← Back to Verdikt

Honda CR-V vs Mazda CX-5

Honest head-to-head from real owner consensus
It's close — Honda CR-V (6.9) and Mazda CX-5 (6.8) score nearly the same. Pick on the trade-offs that matter to you.
Dimension by dimension
 Honda CR-VMazda CX-5
Reliability & Durability 7.3 8.6
User Sentiment 6.9 3.5
Complaint Severity 6.0 8.6
Consensus Strength 3.1 2.2
Value for Money 4.9 4.7
Owner Advocacy 8.1 8.4
Honda CR-V

Honda built the CR-V to haul families and their gear for 300,000 miles without drama, and the current hybrid actually delivers on that promise, smooth, quiet, genuinely efficient at 35-40 MPG, with more rear legroom than crossovers costing twice as much. But if you're shopping used, the 2007-2012 models have a structural rust problem serious enough that Honda bought them back in Canada: trailing arms snap off the subframe in salt states, taking chunks of the floor with them. That's not a repair.
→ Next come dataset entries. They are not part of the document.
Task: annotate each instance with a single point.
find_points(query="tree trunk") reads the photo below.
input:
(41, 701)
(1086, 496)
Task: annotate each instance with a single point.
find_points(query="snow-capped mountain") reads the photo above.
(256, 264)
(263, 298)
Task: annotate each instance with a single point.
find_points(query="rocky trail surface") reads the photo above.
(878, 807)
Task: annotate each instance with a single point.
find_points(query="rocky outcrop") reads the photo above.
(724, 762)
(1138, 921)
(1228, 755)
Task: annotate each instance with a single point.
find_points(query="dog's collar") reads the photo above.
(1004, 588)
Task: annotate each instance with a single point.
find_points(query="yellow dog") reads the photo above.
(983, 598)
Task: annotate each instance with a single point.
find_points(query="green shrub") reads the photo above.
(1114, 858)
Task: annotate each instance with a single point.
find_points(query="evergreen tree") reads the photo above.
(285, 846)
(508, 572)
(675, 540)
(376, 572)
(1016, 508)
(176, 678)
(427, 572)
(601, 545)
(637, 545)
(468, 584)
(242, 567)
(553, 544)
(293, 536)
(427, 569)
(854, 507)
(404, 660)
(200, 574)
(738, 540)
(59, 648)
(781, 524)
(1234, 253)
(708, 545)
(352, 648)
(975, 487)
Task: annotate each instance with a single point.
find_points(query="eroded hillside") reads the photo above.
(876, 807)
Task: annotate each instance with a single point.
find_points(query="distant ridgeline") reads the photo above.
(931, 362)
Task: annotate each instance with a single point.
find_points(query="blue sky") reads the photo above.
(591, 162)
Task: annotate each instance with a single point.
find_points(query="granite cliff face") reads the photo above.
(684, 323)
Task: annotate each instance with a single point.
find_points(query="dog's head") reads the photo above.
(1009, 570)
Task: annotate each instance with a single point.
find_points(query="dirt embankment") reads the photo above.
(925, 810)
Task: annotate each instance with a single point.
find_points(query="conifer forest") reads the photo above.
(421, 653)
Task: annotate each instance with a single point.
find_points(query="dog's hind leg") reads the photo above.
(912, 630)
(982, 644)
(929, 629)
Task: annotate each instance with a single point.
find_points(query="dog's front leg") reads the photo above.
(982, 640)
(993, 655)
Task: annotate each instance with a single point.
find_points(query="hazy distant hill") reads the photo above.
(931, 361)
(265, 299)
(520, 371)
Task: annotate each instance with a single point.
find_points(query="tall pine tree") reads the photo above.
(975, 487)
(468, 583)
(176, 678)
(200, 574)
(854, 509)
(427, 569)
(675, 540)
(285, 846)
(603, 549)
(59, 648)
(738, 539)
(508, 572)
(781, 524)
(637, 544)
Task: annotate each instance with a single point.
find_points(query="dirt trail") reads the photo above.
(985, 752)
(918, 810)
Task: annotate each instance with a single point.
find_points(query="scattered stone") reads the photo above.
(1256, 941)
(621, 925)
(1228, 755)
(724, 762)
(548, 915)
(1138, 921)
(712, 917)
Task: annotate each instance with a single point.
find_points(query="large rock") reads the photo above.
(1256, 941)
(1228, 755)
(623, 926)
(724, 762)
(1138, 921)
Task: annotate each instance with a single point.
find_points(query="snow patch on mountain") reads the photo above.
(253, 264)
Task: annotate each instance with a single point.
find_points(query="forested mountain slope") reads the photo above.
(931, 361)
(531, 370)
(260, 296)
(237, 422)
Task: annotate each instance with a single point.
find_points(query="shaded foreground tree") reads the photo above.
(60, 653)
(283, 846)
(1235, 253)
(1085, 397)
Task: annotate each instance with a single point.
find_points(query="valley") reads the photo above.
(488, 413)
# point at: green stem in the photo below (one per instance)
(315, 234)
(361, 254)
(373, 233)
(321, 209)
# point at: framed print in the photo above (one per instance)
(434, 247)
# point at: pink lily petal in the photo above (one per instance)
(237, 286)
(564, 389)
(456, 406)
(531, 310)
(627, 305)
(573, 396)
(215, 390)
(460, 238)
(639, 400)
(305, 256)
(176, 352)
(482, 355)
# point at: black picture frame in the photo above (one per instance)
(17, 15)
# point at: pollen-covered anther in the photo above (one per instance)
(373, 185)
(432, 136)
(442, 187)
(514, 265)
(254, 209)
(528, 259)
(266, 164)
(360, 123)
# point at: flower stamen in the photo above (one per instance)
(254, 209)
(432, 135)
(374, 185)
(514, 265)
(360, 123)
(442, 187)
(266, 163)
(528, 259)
Current models are clean of that nightmare, but they're also missing the tech the RAV4 and CX-5 offer at similar money, no panoramic roof, no 360 camera, no ventilated seats. Buy new or recent if you want maximum space and efficiency without fuss. Skip anything from the rust-belt era unless you enjoy catastrophic suspension failures.

Mazda CX-5

Mazda built a compact crossover that drives like a sport sedan and lasts like a Toyota, then fumbled the 2026 redesign by burying climate controls in a touchscreen. The 2017-2025 generation is the sweet spot: upscale interior, engaging handling, and owners routinely hitting 200k+ miles with nothing but oil changes. The rotary dial infotainment that reviewers love actually works once you learn it. But the new model ditches those physical controls just as competitors are bringing them back, and the community is furious. Shopping used or hunting a leftover 2025? You're golden. Eyeing the 2026? You're the guinea pig for Mazda's cost-cutting experiment, and early sentiment suggests they read the room wrong. Buy the outgoing model while you still can.